A site documenting Omega sponsored Phelp's victory in an Omega sponsored lane, to the naked eye coming second but the Omega timing device recording a 0.001 victory. Not at all suspicious.

Age contraversy

One of many articles about Chinese gynmast He Kexin who was 13 last year, but now appears to have a passport that proves she's 16. The minimum age for gymnasts in the Olympics has been 16 since 1990 to try to protect the welfare of child gymnasts. A British gymnast came 4th in this competition, so most of the UK articles are about how she 'should have won'.

Rehearsal injury

Liu Yan, a dancer who was rehearsing for the opening ceremony, fell over 3 meters and landed on her head. Officials said she had a 'broken leg' and nothing more for a few weeks. How the hell you can fall on your head and break your leg, I don't know. They've since admitted she's probably paralysed, and so covered up the severity of her injuries for some reason.

CGI fireworks

Some of the effects in the opening ceremony were faked becaue officials were worried the live ones wouldn't work.

Nice voice, shame about the face"

7 year old Yang Peiyi, who won a competition to sing at the opening ceremony, was deemed not pretty enough, and so a 9 year old mimed instead. [livejournal.com profile] kafunked and I commented as we watched the ceremony that she was miming, it was pretty obvious, but we assumed she was miming an older girl's voice!

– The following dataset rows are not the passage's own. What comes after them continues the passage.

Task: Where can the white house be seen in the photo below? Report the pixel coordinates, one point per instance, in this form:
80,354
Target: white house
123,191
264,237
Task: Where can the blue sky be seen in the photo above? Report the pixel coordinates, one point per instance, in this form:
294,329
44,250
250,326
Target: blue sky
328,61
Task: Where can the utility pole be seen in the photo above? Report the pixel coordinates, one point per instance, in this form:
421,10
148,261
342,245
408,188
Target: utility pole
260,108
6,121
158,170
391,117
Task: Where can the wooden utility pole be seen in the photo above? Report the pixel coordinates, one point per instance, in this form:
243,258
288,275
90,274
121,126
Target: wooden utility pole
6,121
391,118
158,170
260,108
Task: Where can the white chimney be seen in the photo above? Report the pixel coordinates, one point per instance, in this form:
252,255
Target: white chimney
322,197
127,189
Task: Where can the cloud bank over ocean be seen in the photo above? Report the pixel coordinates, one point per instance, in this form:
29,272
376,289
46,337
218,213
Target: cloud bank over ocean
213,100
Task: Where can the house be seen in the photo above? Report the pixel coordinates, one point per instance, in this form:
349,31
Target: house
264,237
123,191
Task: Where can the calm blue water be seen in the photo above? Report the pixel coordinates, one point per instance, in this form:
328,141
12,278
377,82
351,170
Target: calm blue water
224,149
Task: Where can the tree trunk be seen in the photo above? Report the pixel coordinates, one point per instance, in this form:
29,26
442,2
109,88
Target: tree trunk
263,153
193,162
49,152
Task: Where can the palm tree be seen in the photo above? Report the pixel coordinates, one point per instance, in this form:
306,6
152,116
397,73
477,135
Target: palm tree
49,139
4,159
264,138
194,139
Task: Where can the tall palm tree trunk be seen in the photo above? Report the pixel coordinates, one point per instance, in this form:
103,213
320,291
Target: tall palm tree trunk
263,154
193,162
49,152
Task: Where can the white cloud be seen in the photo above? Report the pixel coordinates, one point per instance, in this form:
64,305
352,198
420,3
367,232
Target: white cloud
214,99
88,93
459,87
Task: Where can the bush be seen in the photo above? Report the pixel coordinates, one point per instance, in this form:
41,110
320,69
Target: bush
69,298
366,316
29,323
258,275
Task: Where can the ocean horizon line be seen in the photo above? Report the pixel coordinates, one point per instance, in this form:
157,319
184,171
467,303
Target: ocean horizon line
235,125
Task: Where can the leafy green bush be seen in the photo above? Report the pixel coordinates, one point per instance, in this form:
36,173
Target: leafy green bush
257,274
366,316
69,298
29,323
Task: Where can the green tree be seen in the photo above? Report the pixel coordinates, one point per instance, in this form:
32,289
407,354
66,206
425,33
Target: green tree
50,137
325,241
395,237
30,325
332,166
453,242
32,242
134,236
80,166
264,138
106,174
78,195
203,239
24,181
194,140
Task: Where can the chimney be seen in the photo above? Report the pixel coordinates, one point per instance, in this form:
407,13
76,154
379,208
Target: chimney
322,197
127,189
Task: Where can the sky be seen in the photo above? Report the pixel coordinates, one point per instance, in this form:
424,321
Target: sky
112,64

Sad thing is, Yang Peiyi is a perfectly beautiful little girl, she just has wonky teeth, just like a million other little 7 year olds in the world.

And finally, because there has to be an 'and finally',

British cheat caught out by green water...

Date: 2008-08-19 11:01 am (UTC)
From: [identity profile] deviblue.livejournal.com
Thing I'm currently seeing as a bit suspect is the fact china is way out in the lead with 16 more gold medals than the nearest rival.
Its normally the US thats in the lead with those

Date: 2008-08-19 11:04 am (UTC)
From: [identity profile] emmelinemay.livejournal.com
The host country always does well at the Olympics, as I think being host entitles you to enter people in every event without them having to qualify. So China have far more people entered than they usually do.

Date: 2008-08-19 11:29 am (UTC)
From: [identity profile] deviblue.livejournal.com
Fair point...probably explains it

Date: 2008-08-19 11:15 am (UTC)
From: [identity profile] gaius-octavian.livejournal.com
There's a 3-4x better chance that China will have the most naturally talented athlete in any given sport than the US - they only need to find 'em and train 'em.

Date: 2008-08-19 01:53 pm (UTC)
From: [identity profile] yaruar.livejournal.com
The US has had loads of it's top athletes either fail drugs tests or 'retire' when the stricter testing came in, especially following Marion Jones, et al. Hence their loss of dominance in track and field where they usually dominate.

China is doing well because they've been planning this for years, every sport they were poor at they have developed athletes for with the intention of being the dominant force in the games. It's not suprising at all when you consider it's an autocratic state with almost unlimited money and human resources.

The only truely suspect result i've seen was one of the Chinese male gymnasts in the rings where he failed to pull off most of the power stability moves fully and yet got one of the highest scores in the team heats.